Becoming a phlebotomist is an excellent career choice for those who want to work in the medical field but don’t necessarily want to pursue the full scope of being a physician or nurse. Phlebotomy is the practice of drawing blood for various tests, transfusions, and donations. It’s an important job that requires skill and precision, so let’s explore what it takes to become a
What Is Phlebotomy?
Phlebotomy involves taking blood samples from veins in the body using specialized equipment known as a “phlebotomy needle.” The procedure is performed by trained professionals called “phlebotomists” who are certified in their field. The actual process of drawing blood can take anywhere from 10-20 minutes depending on the type of test being performed.
What Does a Phlebotomist Do?
A phlebotomist is responsible for collecting and labeling blood samples that will be used for laboratory tests or transfusions. The procedure itself requires skillful handling of needles, vials, and other delicate equipment.
To ensure accuracy, the phlebotomist must also maintain accurate records of each sample collected and take special care to ensure that the patient is comfortable throughout the process.
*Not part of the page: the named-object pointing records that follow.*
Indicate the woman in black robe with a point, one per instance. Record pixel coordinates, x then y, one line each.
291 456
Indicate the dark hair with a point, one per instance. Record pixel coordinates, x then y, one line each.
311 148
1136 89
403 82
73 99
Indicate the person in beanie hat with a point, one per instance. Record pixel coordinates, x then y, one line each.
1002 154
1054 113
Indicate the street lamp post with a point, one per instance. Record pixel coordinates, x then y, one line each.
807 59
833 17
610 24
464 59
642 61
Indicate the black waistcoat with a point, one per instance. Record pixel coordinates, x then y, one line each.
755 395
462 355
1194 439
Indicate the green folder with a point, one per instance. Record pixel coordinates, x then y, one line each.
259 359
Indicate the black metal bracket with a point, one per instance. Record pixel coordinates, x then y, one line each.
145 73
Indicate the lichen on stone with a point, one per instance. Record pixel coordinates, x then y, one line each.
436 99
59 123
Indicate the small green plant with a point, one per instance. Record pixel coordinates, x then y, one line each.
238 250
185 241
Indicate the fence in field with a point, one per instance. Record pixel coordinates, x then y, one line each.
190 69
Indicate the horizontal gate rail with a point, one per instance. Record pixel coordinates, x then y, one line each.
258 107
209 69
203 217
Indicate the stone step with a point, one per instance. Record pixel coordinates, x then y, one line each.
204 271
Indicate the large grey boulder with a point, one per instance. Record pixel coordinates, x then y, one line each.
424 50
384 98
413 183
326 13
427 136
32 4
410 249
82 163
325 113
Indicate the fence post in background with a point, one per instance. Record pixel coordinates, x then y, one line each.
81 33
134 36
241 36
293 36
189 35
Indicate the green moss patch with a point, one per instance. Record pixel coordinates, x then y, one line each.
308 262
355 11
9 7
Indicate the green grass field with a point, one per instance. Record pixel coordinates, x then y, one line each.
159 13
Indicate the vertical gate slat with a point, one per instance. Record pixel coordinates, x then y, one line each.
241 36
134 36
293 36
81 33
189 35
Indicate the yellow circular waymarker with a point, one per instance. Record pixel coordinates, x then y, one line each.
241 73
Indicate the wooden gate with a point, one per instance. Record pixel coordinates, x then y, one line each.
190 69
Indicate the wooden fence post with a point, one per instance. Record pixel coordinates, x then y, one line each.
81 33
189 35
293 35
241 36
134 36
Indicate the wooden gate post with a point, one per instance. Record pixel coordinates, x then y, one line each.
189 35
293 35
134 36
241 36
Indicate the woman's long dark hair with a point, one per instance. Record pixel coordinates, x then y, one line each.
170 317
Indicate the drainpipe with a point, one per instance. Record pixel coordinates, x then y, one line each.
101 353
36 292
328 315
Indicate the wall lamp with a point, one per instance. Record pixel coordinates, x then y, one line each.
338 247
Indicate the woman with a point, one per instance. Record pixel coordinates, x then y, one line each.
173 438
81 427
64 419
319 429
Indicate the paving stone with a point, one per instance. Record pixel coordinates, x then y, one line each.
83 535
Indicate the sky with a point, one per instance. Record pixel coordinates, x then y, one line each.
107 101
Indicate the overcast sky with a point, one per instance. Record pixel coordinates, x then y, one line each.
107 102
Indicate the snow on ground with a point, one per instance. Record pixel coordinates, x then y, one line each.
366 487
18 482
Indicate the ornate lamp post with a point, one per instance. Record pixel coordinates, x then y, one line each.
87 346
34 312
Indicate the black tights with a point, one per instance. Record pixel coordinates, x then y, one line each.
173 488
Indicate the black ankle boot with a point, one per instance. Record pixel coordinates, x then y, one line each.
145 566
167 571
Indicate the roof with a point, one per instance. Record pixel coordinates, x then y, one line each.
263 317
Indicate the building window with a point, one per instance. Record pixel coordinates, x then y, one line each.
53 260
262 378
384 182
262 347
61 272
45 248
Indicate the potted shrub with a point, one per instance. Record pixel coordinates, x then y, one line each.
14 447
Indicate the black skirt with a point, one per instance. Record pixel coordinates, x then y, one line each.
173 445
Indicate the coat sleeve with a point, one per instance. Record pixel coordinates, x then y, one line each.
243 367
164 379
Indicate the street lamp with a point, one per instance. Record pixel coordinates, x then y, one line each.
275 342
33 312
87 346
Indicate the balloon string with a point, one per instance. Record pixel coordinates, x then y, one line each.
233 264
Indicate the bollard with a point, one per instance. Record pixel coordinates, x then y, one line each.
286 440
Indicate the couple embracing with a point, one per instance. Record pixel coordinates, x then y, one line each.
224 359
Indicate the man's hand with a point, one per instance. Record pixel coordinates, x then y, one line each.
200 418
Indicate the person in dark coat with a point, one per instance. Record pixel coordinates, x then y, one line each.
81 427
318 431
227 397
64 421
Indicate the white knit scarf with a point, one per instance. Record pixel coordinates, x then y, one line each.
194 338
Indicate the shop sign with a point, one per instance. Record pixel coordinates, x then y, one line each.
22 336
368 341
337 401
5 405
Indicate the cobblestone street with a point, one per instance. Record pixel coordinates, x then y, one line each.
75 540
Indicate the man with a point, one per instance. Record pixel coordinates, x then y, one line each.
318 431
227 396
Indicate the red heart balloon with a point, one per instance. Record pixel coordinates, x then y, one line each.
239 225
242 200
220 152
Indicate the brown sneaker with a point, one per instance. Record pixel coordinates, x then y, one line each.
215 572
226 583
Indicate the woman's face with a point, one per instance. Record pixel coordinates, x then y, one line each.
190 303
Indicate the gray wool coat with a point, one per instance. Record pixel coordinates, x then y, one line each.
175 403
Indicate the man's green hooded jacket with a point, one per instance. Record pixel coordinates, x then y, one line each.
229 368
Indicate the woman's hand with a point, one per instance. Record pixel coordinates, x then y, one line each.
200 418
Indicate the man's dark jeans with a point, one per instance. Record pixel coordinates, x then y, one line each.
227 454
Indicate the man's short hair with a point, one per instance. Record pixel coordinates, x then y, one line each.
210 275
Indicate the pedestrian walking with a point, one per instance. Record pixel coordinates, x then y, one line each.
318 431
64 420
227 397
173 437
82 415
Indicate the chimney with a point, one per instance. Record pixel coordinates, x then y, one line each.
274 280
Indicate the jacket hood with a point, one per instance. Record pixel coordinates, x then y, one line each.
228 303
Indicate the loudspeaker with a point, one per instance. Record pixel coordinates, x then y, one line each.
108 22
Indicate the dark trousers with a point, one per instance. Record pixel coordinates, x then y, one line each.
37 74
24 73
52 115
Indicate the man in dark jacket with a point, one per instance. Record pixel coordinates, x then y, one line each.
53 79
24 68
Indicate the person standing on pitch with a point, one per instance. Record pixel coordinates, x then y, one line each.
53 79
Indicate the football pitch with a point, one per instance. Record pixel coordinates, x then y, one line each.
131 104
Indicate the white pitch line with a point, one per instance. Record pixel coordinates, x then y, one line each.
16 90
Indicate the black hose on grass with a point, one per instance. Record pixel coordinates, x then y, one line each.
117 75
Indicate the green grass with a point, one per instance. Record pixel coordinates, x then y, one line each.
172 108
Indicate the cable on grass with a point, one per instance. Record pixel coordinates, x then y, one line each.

In addition to drawing blood from patients, a phlebotomist might also be responsible for properly packaging blood samples for transport and running quality control checks on lab results.
You will need at least a high school diploma before you can begin your phlebotomy training. Most employers prefer if you have some college credits as well, but it isn’t necessary. After obtaining your high school diploma or GED, you should look into completing a formal phlebotomy program at an accredited institution.
Some programs are offered through community colleges or technical schools, while other more rigorous programs require more time and may even include internships. During your training program, you will learn how to draw blood from patients and use proper safety protocols. You should also expect to be trained on how to interact with patients and handle difficult situations. Depending on where you are located, most states require certification before you can work as a phlebotomist.
Once you complete your educational training, many employers offer additional on-the-job training to help new employees feel comfortable with their role as a phlebotomist. This on-the- job training might include shadowing another experienced employee or attending workshops with other healthcare professionals in the same field as yourself. This type of hands-on
experience is invaluable when it comes to becoming certified as a phlebotomist since most states require hands-on experience in order for certification eligibility.
Licensure & Certification
After completing both your educational and on-the-job training requirements, the final step towards becoming certified is taking the National Certified Phlebotomy Technician (NCPT) exam administered by the American Society of Clinical Pathology (ASCP). The NCPT exam covers topics such as infection control techniques, safety procedures, venipuncture techniques, and specimen collection methods. Once you pass this exam successfully with at least 70%, you can apply for licensure through your state health department which will allow you to practice as an officially certified phlebotomist in your local area.
Becoming a certified phlebotomist isn’t easy—it requires dedication and hard work—but it also provides many opportunities for advancement within the medical field. With strong communication skills and attention to detail, anyone can become qualified in this highly sought- after profession once they have completed all required steps including education courses and
certification exams like the NCPT Exam administered by the ASCP Board of Certification (BOC).
If becoming a competent professional within the medical field is something that interests you then take some time today to research what it takes to become a certified phlebotomist! A rewarding career awaits!